12:04 – The current standards draft currently refer to the economic system that exists in the United States as “free enterprise (capitalist, free market).” Mercer offers an amendment to strike out “(capitalist, free market)” in the standards and leave just “free enterprise.” The board’s far-right members have repeatedly complained (absurd) that “capitalism” is a negative term and, in any case, that state statute requires students to learn about the “free enterprise system.” Scholars on the curriculum teams had argued that “capitalism” and “free market” are commonly used terms in economics courses and everyday discourse. But Mercer and his allies on the board have this bizarre fetish with the words “free enterprise” over all others. Terri Leo: “I do think words mean things. . . . I see no reason, frankly, to compromise with liberal professors from academia.” The woman is shameless. How dare she attack someone whose politics she doesn’t even know.
12:08 – Pat Hardy notes that the scholar who recommended that “capitalism” and “free market” be used in the standards teaches at Texas A&M and is a Republican. He is “not some kind of crazy liberal,” she says.
12:11 – One is tempted to climb to the top of the Texas Education Agency building and shout: “These people have lost their minds.”
12:12 – Pat Hardy is calling out the board for its silliness and the suggestion that “capitalism” is a “nasty word.”
12:13 – Ken Mercer: I think capitalism is a good word, but academics don’t. Really? And where does he get that? This is a classic example of how some board members attack and smear without any facts.
12:15 – Guess what? It passes. The Texas State Board of Education has stricken from the standards references to “capitalism” and “free market” because the board’s right-wingers think “capitalism” is a negative term. The only permitted term for such an economic system will be “free enterprise.” We wouldn’t believe this if we hadn’t just watched it happen. This is so stupid it makes our head hurt.

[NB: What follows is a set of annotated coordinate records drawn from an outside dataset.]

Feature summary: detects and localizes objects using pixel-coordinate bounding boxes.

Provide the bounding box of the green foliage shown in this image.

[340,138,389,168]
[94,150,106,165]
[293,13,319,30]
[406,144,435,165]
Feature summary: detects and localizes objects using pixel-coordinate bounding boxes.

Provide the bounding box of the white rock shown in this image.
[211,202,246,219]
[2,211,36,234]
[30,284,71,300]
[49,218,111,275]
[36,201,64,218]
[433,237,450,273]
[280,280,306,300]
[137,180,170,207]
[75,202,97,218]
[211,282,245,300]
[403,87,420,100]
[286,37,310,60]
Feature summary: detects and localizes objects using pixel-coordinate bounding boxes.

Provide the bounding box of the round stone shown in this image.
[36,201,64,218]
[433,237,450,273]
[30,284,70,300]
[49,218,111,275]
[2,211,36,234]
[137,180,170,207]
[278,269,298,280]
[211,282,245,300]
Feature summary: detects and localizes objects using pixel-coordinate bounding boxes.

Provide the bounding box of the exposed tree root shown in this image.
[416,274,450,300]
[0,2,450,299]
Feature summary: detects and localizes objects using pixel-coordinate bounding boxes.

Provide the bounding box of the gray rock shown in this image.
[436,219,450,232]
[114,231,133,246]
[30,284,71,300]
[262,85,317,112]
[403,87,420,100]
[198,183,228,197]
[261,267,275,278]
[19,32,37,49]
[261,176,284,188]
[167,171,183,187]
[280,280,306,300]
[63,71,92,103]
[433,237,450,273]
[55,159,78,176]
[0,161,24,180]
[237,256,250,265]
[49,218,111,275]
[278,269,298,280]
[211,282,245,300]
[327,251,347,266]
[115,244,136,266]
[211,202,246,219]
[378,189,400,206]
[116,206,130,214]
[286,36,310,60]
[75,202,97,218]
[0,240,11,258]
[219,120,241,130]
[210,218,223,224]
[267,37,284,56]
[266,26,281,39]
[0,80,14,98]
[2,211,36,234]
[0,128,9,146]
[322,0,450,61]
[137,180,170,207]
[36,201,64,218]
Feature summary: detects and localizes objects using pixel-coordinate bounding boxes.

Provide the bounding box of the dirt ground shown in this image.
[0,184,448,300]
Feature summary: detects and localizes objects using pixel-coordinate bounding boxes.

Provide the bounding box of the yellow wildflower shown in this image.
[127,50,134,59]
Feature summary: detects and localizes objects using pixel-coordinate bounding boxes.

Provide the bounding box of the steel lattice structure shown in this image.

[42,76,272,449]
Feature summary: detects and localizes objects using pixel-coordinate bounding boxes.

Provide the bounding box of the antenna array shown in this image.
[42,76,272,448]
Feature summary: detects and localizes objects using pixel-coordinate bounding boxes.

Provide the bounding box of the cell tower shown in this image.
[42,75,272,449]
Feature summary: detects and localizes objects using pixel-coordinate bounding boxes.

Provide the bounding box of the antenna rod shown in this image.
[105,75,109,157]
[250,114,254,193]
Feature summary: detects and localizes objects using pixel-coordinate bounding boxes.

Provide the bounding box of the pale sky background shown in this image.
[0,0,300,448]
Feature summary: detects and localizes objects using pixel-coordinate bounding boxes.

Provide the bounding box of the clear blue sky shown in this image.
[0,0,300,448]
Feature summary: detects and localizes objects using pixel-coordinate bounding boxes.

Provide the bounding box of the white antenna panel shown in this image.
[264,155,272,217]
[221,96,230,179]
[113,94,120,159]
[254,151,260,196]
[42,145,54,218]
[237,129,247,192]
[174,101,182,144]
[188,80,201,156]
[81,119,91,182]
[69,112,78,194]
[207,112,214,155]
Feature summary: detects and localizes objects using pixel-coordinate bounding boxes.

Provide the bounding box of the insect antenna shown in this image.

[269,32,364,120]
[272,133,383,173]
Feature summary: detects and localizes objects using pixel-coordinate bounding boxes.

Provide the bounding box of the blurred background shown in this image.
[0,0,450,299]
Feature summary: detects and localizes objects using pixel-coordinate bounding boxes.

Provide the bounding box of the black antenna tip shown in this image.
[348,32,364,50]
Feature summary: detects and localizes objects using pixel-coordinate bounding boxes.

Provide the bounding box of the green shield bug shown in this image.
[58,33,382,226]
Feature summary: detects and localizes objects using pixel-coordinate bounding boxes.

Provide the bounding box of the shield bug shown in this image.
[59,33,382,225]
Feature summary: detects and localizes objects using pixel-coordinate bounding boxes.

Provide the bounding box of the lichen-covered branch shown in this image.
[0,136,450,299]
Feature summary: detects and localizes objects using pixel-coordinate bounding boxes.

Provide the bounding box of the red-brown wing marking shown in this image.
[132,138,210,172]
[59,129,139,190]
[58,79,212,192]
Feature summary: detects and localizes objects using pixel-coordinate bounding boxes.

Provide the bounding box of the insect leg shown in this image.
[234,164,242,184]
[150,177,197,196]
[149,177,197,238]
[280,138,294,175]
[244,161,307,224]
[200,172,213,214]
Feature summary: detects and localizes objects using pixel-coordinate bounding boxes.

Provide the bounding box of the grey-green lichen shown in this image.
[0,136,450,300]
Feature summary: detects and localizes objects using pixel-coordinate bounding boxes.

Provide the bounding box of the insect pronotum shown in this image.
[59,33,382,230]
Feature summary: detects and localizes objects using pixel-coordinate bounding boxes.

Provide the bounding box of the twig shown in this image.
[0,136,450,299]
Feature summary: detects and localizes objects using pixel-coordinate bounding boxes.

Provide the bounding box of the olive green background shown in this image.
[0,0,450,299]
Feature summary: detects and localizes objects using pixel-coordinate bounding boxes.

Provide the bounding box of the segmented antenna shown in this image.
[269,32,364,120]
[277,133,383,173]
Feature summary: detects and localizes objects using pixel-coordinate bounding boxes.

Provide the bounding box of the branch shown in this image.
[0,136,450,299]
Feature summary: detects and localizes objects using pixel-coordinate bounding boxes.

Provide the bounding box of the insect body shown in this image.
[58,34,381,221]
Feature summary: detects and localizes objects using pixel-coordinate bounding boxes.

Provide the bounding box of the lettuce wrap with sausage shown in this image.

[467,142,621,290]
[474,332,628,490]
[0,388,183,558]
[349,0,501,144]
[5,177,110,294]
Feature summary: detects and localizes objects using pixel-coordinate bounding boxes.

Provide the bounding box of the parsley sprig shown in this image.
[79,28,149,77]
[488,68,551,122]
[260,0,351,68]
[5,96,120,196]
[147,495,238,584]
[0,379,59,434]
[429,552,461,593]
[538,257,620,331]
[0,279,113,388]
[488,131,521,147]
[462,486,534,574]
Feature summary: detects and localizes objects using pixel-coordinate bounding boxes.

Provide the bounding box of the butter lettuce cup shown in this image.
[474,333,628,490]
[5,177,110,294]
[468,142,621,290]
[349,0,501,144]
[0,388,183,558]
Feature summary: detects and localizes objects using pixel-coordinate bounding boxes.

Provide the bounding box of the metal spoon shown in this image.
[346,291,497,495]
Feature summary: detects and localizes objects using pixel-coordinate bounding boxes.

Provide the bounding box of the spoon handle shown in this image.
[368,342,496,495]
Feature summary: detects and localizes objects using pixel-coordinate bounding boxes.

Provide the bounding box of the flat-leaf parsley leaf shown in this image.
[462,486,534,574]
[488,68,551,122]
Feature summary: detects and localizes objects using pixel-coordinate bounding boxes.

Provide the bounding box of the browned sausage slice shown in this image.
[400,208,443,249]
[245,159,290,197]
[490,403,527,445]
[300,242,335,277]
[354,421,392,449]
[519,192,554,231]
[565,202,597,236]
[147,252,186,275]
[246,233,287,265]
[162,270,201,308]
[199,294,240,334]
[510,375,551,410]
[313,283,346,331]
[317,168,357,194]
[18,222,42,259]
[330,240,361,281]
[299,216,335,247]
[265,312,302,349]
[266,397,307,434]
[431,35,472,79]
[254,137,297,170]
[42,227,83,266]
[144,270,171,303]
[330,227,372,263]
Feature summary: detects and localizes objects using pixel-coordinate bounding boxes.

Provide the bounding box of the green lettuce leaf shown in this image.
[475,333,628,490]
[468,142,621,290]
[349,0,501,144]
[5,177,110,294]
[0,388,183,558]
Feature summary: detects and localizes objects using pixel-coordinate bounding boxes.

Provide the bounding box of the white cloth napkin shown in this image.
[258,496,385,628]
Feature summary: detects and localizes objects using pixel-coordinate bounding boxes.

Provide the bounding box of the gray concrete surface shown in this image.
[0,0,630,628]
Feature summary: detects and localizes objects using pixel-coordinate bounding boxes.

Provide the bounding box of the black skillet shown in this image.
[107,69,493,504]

12:28 – Board member Mavis Knight offers the following amendment: “examine the reasons the Founding Fathers protected religious freedom in America by barring government from promoting or disfavoring any particular religion over all others.” Knight points out that students should understand that the Founders believed religious freedom was so important that they insisted on separation of church and state.
12:32 – Board member Cynthia Dunbar argues that the Founders didn’t intend for separation of church and state in America. And she’s off on a long lecture about why the Founders intended to promote religion. She calls this amendment “not historically accurate.”
12:35 – Knight’s amendment fails on a straight party-line vote, 5-10. Republicans vote no, Democrats vote yes.
12:38 – Let the word go out here: The Texas State Board of Education today refused to require that students learn that the Constitution prevents the U.S. government from promoting one religion over all others. They voted to lie to students by omission.
Here was the amendment again: “examine the reasons the Founding Fathers protected religious freedom in America by barring government from promoting or disfavoring any particular religion over all others.” And this board, on a vote of 10-5, said they don’t want Texas students to learn about this basic protection for the religious freedom of everyone in America.